About this blog

I’ve experienced an intense life full of passion and sorrow. When I first started, I found myself very inhibited when it comes to expressing my experience in poetry. My poetry doesn’t come close to expressing what I wish it to. It’s too self-conscious.

I realize I had to start a new blog separate from the ones I have. I feel constrained in some ways there. Typecast….of my own volition. I don’t like it.

Here’s a recent poem, one that’s not entirely true:

LOVER OF THE LIGHT

It occurred to me

I no longer want

to play

in the shadows

I’m a lover of the light

and I want to feel the rays upon my skin

No longer bound to you

Or your head-spinning games

I’ll no longer give

While you only take

I’m a lover of the light

and while I was compelled

for a time

to dredge my soul

through the darkness

I know now

I’m a lover of the light

I love that poem, and I also know it’s a half-truth.

I’d have to say that I don’t just love the light. I love the darkness too. There is an ecstasy in the agony. Beautiful, rich, fertile soil for the soul that grows ever more aware of itself.

“I love people. Everybody. I love them, I think, as a stamp collector loves his collection. Every story, every incident, every bit of conversation is raw material for me. My love’s not impersonal yet not wholly subjective either. I would like to be everyone, a cripple, a dying man, a whore, and then come back to write about my thoughts, my emotions, as that person.* But I am not omniscient. I have to live my life, and it is the only one I’ll ever have. And you cannot regard your own life with objective curiosity all the time…”

~ Slyvia Plath

There was a time when i was everyone, a cripple, a dying man, a whore, a Madonna, a child of the light and a child of the wild…and on and on…and I can’t begin to pen the words to express the beauty and the tragedy. The things I’ve seen, the things I’ve done, the sadness and madness I’ve danced with…oh…loveliness all.
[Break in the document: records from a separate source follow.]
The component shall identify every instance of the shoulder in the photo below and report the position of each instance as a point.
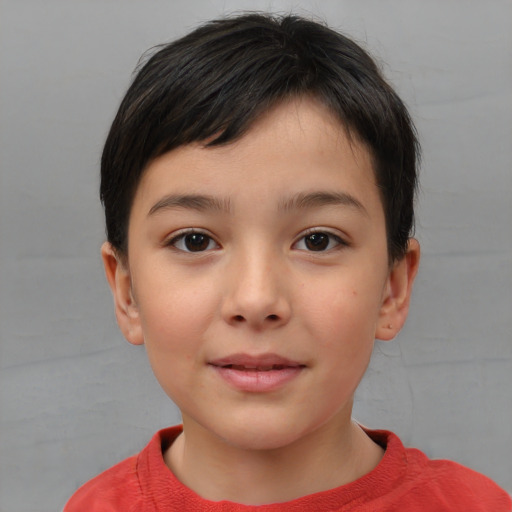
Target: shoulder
(113, 490)
(441, 485)
(128, 485)
(454, 485)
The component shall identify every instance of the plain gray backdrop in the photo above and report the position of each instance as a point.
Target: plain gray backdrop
(75, 398)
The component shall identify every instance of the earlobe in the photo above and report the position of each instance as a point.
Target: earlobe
(397, 293)
(119, 280)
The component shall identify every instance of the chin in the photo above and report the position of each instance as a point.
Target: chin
(261, 436)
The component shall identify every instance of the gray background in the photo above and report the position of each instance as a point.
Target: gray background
(75, 398)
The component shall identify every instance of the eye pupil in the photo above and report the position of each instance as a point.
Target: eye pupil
(317, 241)
(196, 242)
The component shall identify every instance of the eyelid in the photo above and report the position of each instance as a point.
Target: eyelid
(333, 234)
(176, 236)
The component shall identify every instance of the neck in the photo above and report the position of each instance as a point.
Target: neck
(331, 456)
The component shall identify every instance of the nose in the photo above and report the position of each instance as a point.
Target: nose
(257, 294)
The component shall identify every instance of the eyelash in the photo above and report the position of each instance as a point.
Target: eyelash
(331, 237)
(180, 237)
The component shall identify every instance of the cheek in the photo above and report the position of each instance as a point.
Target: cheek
(175, 314)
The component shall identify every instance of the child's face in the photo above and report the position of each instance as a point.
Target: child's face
(268, 251)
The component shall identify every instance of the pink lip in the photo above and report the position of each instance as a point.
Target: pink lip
(257, 374)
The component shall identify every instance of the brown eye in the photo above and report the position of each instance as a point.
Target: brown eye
(194, 241)
(317, 241)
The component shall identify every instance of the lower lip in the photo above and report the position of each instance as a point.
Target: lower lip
(258, 381)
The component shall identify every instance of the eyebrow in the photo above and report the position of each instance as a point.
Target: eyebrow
(192, 202)
(321, 198)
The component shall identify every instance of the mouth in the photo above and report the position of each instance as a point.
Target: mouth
(257, 374)
(247, 368)
(262, 363)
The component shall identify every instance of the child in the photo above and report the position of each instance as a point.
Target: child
(258, 184)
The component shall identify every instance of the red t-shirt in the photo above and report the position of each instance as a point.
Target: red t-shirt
(405, 480)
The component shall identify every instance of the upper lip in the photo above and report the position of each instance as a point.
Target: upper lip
(263, 361)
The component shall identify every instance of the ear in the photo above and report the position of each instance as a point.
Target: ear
(119, 279)
(397, 293)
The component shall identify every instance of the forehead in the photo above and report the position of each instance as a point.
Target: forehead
(296, 147)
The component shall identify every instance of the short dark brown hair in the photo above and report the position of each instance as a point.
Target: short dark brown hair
(216, 81)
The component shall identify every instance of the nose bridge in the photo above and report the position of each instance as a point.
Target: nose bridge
(257, 292)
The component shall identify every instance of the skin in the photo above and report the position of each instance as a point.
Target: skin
(256, 286)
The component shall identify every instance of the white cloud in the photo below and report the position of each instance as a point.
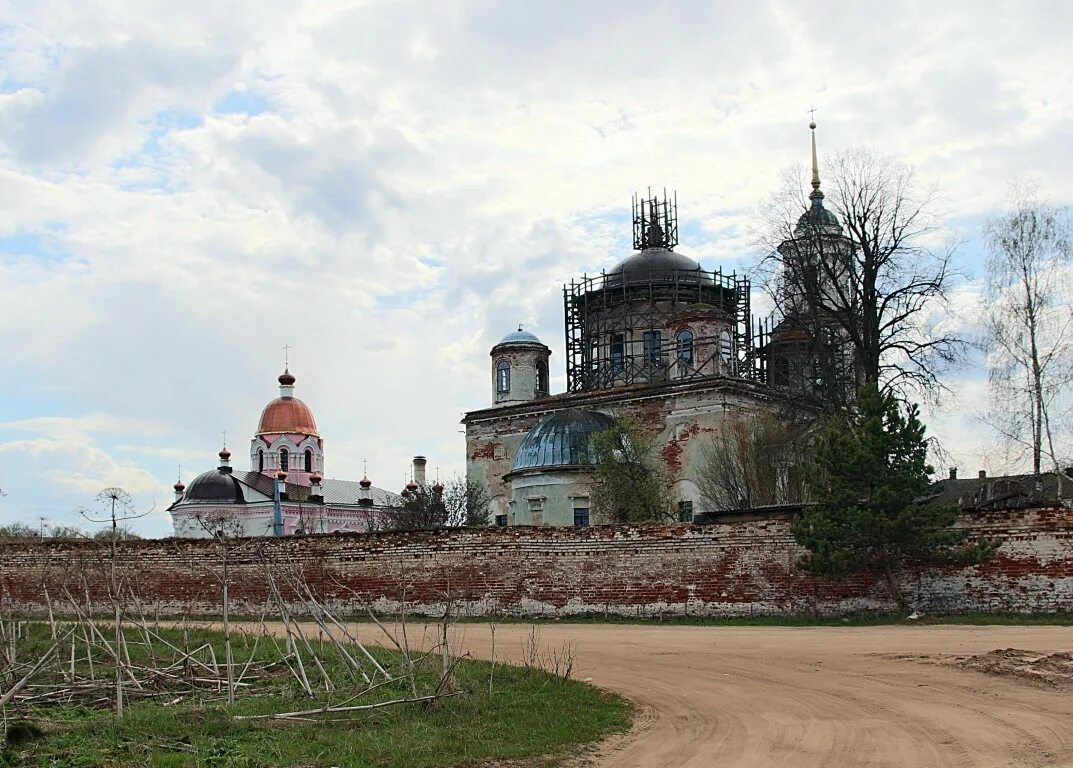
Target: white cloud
(417, 179)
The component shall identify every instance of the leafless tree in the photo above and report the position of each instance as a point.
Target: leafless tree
(1029, 324)
(467, 503)
(861, 292)
(754, 461)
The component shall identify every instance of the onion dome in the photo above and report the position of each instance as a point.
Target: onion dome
(658, 265)
(560, 439)
(287, 414)
(216, 486)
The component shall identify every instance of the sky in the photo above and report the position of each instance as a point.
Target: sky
(391, 187)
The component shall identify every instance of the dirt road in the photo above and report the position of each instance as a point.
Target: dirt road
(814, 696)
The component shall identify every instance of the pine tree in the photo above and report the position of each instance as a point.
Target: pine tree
(869, 480)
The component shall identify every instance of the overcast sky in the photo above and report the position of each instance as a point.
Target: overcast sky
(391, 187)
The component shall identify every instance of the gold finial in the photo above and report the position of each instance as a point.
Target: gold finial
(816, 164)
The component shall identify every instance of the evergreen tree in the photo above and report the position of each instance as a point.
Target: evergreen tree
(870, 480)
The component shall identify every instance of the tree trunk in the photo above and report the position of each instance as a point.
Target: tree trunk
(892, 585)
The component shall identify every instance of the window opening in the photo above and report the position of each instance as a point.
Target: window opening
(686, 346)
(617, 352)
(653, 340)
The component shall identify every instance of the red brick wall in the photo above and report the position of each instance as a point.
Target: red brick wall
(734, 567)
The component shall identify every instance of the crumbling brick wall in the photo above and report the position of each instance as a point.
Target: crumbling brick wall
(735, 567)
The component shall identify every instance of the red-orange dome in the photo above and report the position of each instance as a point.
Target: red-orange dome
(287, 415)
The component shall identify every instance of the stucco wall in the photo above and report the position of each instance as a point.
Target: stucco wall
(729, 569)
(684, 416)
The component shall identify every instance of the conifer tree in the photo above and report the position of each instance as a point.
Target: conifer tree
(870, 481)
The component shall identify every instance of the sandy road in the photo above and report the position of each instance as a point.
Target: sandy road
(816, 696)
(739, 697)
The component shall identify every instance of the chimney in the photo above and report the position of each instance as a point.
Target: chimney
(419, 470)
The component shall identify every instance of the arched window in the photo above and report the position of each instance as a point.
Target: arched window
(726, 346)
(503, 377)
(780, 371)
(685, 340)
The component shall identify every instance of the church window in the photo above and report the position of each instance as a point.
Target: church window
(780, 371)
(503, 377)
(653, 339)
(617, 352)
(686, 346)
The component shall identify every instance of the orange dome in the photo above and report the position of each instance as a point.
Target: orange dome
(287, 415)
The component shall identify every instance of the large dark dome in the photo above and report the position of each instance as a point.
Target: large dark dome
(560, 439)
(658, 265)
(217, 486)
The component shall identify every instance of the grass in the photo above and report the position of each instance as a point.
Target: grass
(529, 713)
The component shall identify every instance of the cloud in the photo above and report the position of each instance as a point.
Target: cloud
(391, 187)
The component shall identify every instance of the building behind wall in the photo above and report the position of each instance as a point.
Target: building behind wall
(669, 343)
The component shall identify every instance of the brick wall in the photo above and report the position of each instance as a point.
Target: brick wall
(729, 569)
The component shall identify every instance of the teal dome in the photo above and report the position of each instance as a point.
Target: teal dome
(519, 336)
(561, 439)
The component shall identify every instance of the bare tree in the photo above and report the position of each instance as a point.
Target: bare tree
(467, 503)
(755, 461)
(630, 480)
(856, 286)
(1029, 323)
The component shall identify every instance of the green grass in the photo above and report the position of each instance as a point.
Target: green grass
(529, 713)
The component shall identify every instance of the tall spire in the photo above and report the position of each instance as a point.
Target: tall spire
(816, 193)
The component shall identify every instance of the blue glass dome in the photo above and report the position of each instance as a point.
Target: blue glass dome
(561, 439)
(519, 336)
7 Responses to About this blog

  1. anna mosca says:

    Thank you for the follow! Please be aware that my blog is a bilingual one.
    So you may get links to some poems in English as well as to some in Italian…
    I’m trying to keep the posting balanced between the two languages. Keep up the good work.
    Anna

    • You are very welcome. I noticed the bilingual poetry, it’s all good. My step-dad’s Italian, I wish I had learned how to speak it. Maybe some day I will.

      Thank you so much. Best wishes to you!

      Casey

  2. I’ve nominated your blog for the Liebster Award 🙂 congrats!
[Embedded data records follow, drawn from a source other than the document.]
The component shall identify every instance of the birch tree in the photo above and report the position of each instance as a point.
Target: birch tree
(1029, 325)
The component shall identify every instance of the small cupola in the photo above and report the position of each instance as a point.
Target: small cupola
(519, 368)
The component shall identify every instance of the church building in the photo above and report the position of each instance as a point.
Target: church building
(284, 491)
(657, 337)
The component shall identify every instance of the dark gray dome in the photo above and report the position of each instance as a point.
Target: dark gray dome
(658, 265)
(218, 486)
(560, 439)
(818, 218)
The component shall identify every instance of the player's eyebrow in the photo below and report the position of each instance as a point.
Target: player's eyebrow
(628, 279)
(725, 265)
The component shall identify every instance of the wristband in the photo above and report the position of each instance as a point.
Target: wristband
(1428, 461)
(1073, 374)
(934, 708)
    Just follow this link https://beckysonnet130.wordpress.com/2014/04/15/liebster-blog-award/ for all the details and what you need to do next.

    Love your work x

    • Thank you, Becky, that’s so kind of you to say.

      I had just picked up your note when I was at the hospital for an outpatient procedure (minor surgery). After I get some rest, I’ll attend to the details of the award…

      =)

  3. DaPoet says:

    Takers only are Sociopaths. True human beings both give and take what others/Divinity are willing to give to them otherwise one has nothing to give. 🙂

    • Why, hello, Poet. Nice to see you here. =)

      Yes, I get that the takers are sociopaths. But I also believe that sociopaths don’t get that way on their own. They usually were distorted by the parent/authority figures in their lives. The narcissists and psychopaths are irredeemable, but the borderline personality disordered individuals (which have sociopathic/taking habits, too) can actually heal.

      There’s something tragically beautiful about BPD individuals, as well. I have had a girlfriend and a guy friend who had BPD traits (and I actually think we can all act, at times, a little borderline). Over time, I learned a LOT about myself and my care-taking habits. I am an adult child of an alcoholic father and stepfather and a narcissistic mother and married a binge drinker who was the son of a narcissistic father.

      It took me a LONG time to know I attracted dysfunctional people and had been codependent. It took me a long time to look at my own dysfunctional behaviors and the splits in my own psyche from living with and trying to relate to dysfunctional people. We take on the characteristics of them.

      I want to heal, and I will. Well, I am.

      I go to Al-anon and Adult Children of Alcoholics/Dysfunctional Families to help me learn a better way to live and relate to people. They are safe places for me to examine the ways I became dysfunctional from loving and being codependent with dysfunctional people.